Unlike the former two-pipe unit ventilator system, which takes long periods to switch from cooling/heating modes, Campbell's design provides pinpoint tempered conditions within a one-degree tolerance, regardless of the season, because its control is based on outdoor dew point, not temperature. If the outdoor air (OA) dew point is less than or equal to 45F, the space latent load is satisfied by DOAS ventilation air, which is distributed through each chilled beam and controlled via its respective CCBPM. When the dew point surpasses 45F, the chiller is needed to maintain space conditions.

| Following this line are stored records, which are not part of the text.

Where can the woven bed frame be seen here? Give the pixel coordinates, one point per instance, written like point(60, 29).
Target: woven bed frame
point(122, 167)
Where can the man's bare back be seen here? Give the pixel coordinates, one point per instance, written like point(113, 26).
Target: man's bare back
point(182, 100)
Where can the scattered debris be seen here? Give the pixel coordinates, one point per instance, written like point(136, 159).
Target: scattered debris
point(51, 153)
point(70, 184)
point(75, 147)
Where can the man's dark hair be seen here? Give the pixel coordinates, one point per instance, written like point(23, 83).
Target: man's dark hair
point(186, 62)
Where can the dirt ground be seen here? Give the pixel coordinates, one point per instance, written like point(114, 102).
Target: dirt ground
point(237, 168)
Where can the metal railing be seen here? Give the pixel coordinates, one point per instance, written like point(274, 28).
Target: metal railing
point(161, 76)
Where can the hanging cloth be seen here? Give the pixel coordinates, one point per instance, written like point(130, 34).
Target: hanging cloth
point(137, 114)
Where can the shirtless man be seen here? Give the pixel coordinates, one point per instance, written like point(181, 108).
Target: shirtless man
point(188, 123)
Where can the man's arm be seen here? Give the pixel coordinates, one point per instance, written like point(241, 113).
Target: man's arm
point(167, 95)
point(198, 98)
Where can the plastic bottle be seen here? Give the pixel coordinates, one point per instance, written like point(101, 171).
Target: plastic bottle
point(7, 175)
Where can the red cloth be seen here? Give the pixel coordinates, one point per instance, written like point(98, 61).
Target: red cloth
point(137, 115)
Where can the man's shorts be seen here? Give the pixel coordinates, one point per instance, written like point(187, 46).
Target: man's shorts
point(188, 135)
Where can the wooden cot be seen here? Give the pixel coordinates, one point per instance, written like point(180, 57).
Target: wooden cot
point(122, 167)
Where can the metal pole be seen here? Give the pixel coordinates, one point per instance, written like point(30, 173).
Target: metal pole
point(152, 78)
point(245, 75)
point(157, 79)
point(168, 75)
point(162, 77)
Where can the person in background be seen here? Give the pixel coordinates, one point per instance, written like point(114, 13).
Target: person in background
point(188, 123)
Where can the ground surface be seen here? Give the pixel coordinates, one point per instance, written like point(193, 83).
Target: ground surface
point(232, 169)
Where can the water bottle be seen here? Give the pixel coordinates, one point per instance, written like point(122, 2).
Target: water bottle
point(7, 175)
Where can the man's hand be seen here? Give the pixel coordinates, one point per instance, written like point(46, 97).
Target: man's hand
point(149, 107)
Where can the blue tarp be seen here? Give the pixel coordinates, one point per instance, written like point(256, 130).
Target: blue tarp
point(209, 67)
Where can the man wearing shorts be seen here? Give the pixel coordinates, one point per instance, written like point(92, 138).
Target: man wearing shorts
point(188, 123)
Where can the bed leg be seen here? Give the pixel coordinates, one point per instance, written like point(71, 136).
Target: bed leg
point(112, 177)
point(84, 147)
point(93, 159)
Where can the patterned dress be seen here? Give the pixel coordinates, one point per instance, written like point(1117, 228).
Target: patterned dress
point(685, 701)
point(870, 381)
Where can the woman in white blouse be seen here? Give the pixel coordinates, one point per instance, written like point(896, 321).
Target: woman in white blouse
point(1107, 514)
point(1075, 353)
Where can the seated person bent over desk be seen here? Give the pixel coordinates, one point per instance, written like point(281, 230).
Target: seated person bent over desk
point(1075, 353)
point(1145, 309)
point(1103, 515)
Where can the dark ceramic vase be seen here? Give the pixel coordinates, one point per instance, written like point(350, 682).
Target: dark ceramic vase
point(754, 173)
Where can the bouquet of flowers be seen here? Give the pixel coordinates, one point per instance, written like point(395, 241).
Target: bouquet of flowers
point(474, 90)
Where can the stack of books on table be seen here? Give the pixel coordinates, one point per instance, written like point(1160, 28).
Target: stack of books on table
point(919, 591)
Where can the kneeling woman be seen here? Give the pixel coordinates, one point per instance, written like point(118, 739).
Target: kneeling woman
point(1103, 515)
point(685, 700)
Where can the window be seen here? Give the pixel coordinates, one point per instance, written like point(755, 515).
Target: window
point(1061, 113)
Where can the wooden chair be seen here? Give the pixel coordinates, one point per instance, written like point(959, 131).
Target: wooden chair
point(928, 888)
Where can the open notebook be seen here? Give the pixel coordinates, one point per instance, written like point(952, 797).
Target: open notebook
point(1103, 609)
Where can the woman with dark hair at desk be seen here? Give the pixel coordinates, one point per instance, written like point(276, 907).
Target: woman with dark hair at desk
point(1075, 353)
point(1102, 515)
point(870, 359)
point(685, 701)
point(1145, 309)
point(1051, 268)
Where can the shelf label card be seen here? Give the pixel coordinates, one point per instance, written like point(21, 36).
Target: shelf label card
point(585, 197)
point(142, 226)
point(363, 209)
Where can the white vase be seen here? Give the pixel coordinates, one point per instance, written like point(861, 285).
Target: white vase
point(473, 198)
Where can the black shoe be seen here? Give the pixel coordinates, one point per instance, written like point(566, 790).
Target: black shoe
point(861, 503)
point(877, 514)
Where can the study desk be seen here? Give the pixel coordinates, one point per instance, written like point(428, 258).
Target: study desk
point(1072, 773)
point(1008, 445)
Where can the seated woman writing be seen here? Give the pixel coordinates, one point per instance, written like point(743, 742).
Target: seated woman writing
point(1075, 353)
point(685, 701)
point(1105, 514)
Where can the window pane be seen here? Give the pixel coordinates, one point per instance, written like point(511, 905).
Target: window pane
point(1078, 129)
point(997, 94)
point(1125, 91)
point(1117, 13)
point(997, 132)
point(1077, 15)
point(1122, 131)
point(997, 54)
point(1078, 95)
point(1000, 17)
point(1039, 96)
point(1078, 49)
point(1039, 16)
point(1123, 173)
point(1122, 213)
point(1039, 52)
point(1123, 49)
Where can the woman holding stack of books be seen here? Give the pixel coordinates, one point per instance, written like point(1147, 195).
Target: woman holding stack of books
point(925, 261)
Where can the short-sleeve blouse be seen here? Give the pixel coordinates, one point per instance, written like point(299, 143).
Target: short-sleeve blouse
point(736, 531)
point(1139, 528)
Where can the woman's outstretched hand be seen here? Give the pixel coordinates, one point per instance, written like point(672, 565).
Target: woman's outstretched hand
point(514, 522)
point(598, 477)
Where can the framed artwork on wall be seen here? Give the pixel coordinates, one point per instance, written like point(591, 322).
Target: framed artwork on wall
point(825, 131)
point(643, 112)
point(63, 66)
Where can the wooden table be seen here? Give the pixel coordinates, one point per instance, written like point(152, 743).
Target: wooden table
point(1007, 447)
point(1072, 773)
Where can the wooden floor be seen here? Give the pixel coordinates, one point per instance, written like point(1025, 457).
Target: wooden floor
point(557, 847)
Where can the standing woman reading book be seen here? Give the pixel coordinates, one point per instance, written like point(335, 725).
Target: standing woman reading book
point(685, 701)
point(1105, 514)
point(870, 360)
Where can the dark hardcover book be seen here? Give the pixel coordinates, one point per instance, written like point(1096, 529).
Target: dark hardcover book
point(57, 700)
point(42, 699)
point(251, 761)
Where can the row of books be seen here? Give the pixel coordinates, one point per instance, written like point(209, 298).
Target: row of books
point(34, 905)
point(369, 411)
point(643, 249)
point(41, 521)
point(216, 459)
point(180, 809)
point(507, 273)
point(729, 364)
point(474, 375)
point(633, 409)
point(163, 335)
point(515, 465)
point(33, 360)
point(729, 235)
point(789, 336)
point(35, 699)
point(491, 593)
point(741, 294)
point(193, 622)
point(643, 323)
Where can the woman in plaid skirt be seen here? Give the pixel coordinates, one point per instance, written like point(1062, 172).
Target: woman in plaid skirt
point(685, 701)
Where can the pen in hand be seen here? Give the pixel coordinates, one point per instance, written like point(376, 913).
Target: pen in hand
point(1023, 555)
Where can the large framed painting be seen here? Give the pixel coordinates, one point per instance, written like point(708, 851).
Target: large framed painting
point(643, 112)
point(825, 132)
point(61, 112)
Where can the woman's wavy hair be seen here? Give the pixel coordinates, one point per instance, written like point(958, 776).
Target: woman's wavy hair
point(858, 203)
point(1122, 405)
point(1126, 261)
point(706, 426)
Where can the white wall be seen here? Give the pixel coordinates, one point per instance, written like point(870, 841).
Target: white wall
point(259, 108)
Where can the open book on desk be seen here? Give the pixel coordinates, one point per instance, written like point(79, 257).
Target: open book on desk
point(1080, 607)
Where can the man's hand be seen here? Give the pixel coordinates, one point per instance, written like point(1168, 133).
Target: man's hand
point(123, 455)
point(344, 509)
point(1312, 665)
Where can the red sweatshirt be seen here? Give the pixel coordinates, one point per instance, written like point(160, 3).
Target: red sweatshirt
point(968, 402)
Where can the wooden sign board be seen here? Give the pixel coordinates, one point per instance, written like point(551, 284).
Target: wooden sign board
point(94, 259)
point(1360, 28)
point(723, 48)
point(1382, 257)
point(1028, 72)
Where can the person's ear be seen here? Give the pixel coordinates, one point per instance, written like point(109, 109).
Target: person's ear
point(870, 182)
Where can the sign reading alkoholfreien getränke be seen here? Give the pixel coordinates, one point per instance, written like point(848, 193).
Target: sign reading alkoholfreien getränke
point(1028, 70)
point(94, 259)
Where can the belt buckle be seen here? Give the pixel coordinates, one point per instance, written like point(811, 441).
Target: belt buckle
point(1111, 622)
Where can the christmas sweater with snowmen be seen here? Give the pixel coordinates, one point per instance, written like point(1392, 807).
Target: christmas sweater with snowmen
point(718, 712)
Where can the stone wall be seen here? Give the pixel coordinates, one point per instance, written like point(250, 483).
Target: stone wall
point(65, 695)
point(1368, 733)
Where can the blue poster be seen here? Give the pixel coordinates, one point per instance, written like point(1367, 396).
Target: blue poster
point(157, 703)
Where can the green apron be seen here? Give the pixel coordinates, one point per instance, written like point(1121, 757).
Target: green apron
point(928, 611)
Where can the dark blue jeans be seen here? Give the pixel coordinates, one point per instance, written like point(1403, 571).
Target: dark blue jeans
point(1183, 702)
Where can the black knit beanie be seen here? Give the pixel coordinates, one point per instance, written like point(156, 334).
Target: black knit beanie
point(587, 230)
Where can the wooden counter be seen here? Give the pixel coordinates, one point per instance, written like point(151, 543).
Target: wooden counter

Most CCBPMs are mounted above each level's classroom zone's 18-inch high T-bar drop ceilings and typically control four ceiling flush-mounted chilled beams ranging from 2x2-foot to 2x8-foot sizes. Each CCBPM was centrally positioned in each zone to limit chilled beam piping circuitry and allow its front panel to swing down through a removed 2x2-foot ceiling tile for easy access.
The CCBPM blends and re-circulates its return water within its zone to convert typical 42F (cooling) and 140F (heating) primary loop supply water temperatures to optimal 58F (cooling) or 100F (heating) chilled beam discharge temperatures, respectively. This prevents cooling mode condensation and heating season heat stratification.
The CCBPM is expected to boost the number of chilled beam designs exponentially in the next few years if the current interest by specifying engineers is an indicator.